= Armorial of Hungary =

This gallery of Hungarian coats of arms shows the coats of arms of the Counties and certain Hungarian cities. They are used to visually identify historical and present-day counties, as well as cities, within Hungary.

==National==

Coat of arms of Hungary

The coat of arms of Hungary was adopted on 3 July 1990, after the end of communist rule. The arms have been used before, both with and without the Holy Crown of Hungary, sometimes as part of a larger, more complex coat of arms, and its elements date back to the Middle Ages.

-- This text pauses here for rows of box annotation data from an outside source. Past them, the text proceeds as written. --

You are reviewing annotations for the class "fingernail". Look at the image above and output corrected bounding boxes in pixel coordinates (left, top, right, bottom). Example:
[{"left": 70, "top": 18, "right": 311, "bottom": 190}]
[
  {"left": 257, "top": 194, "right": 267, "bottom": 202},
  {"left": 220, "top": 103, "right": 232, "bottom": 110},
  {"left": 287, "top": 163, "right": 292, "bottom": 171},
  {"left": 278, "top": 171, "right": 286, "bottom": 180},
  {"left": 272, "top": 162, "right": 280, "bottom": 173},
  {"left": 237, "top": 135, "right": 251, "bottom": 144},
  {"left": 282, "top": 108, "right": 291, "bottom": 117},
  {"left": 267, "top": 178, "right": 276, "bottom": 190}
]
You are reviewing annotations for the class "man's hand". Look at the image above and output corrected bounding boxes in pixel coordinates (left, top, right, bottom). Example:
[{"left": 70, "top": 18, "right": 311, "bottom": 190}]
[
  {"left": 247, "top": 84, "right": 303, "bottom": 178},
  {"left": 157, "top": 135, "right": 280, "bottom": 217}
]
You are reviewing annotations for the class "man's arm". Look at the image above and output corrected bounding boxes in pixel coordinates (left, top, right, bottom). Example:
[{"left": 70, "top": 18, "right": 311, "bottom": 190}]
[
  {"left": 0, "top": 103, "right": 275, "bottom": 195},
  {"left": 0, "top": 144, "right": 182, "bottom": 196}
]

The shield is split into two parts:
- The dexter (the right side from the bearer's perspective, the left side from the viewer's) features the so-called Árpád stripes, four Gules (red) and four Argent (silver) stripes. Traditionally, the silver stripes represent four rivers: Duna (Danube), Tisza, Dráva, and Száva.
- The sinister (the left side from the bearer's perspective, the right side from the viewer's) consists of an Argent (silver) double cross on Gules (red) base, situated inside a small Or (golden) crown, the crown is placed on the middle heap of three Vert (green) hills, representing the mountain ranges (trimount) Tátra, Mátra, and Fátra.

Atop the shield rests the Holy Crown of St. Stephen (Stephen I of Hungary, István király), a crown that remains in the Parliament building (Országház) in Budapest today.